Today, I want to use multiple graphics cards(cuda:0, cuda:1
) with DP to train the model of torch.float16
But, there is a error about this , as follow:
RuntimeError: cuDNN error: CUDNN_STATUS_EXECUTION_FAILED
You can try to repro this exception using the following code snippet. If that doesn't trigger the error, please include your original repro script when reporting this issue.
import torch
torch.backends.cuda.matmul.allow_tf32 = True
torch.backends.cudnn.benchmark = True
torch.backends.cudnn.deterministic = False
torch.backends.cudnn.allow_tf32 = True
data = torch.randn([4, 32, 119, 159], dtype=torch.half, device='cuda', requires_grad=True)

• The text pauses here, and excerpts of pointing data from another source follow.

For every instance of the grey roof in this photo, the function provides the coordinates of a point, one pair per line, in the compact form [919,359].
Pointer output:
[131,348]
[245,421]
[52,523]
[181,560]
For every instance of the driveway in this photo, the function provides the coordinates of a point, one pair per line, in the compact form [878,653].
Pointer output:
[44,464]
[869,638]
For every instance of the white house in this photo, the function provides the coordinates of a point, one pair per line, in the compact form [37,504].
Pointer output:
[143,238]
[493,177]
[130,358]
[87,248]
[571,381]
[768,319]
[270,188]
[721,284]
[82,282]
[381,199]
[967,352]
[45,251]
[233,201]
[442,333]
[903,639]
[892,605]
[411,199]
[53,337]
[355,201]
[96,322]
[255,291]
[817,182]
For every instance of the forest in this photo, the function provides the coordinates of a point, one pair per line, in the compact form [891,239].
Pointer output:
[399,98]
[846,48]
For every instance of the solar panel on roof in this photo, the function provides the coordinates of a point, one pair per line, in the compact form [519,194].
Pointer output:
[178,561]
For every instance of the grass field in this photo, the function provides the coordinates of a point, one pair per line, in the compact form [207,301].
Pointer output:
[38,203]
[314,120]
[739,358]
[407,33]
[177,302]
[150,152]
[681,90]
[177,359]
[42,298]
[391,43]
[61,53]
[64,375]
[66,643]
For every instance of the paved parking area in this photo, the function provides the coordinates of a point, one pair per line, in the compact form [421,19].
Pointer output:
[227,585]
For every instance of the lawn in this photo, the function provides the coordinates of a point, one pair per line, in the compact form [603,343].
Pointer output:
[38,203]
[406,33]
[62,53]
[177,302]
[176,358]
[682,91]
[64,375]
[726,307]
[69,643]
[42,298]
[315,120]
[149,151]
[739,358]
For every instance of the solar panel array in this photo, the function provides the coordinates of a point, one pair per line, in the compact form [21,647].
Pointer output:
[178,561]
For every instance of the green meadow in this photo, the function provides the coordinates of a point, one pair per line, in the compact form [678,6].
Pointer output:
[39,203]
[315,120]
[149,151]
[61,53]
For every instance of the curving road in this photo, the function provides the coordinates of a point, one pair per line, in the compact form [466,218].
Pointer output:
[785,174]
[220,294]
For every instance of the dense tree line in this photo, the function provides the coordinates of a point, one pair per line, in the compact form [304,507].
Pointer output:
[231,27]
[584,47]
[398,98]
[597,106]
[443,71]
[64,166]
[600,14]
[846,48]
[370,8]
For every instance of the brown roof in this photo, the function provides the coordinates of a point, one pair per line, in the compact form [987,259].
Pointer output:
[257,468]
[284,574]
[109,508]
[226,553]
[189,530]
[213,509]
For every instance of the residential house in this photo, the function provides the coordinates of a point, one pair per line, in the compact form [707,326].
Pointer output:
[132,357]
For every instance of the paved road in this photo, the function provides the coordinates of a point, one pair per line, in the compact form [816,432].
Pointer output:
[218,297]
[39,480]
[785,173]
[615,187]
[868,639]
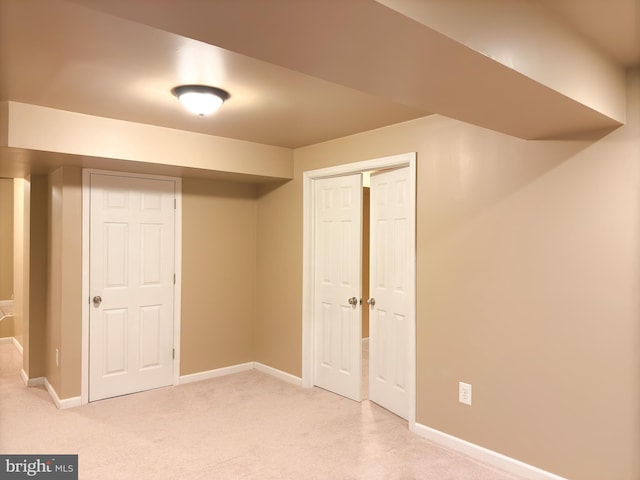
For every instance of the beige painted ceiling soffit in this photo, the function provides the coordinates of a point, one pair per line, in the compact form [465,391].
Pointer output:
[75,138]
[507,66]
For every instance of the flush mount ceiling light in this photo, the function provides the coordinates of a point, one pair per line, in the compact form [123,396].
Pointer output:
[200,99]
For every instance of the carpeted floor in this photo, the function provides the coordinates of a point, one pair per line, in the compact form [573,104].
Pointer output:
[243,426]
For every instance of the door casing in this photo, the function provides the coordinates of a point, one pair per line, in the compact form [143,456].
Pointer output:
[396,161]
[86,196]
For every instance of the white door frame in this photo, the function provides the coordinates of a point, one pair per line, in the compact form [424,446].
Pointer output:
[308,267]
[86,196]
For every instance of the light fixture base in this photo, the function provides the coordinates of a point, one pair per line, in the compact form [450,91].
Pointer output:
[200,99]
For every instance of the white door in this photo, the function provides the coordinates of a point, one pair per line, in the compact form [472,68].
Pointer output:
[337,313]
[389,287]
[131,284]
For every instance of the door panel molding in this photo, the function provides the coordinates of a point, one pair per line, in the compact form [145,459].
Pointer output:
[86,197]
[309,272]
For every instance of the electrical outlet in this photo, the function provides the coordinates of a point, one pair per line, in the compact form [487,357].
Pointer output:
[464,393]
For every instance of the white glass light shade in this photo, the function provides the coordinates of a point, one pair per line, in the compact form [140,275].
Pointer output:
[200,99]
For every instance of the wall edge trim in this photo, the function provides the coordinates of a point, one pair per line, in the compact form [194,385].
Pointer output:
[64,403]
[508,464]
[279,374]
[217,372]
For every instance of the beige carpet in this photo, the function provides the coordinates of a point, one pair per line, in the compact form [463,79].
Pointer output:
[243,426]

net = torch.nn.Conv2d(32, 64, kernel_size=[5, 5], padding=[0, 0], stride=[2, 2], dilation=[1, 1], groups=1)
net = net.cuda().half()
out = net(data)
out.backward(torch.randn_like(out))
torch.cuda.synchronize()
ConvolutionParams
data_type = CUDNN_DATA_HALF
padding = [0, 0, 0]
stride = [2, 2, 0]
dilation = [1, 1, 0]
groups = 1
deterministic = false
allow_tf32 = true
input: TensorDescriptor 000001E834DE5180
type = CUDNN_DATA_HALF
nbDims = 4
dimA = 4, 32, 119, 159,
strideA = 605472, 18921, 159, 1,
output: TensorDescriptor 000001E834DE3AC0
type = CUDNN_DATA_HALF
nbDims = 4
dimA = 4, 64, 58, 78,
strideA = 289536, 4524, 78, 1,
weight: FilterDescriptor 000001E8349A6610
type = CUDNN_DATA_HALF
tensor_format = CUDNN_TENSOR_NCHW
nbDims = 4
dimA = 64, 32, 5, 5,
Pointer addresses:
input: 0000002363108000
output: 00000023637A8800
weight: 0000002305E01600
Additional pointer addresses:
grad_output: 00000023637A8800
grad_input: 0000002363108000
Backward data algorithm: 1
when I only use (cuda:0) this error does not occur !!!
Why?
So, how to use multiple graphics cards to train float16 model?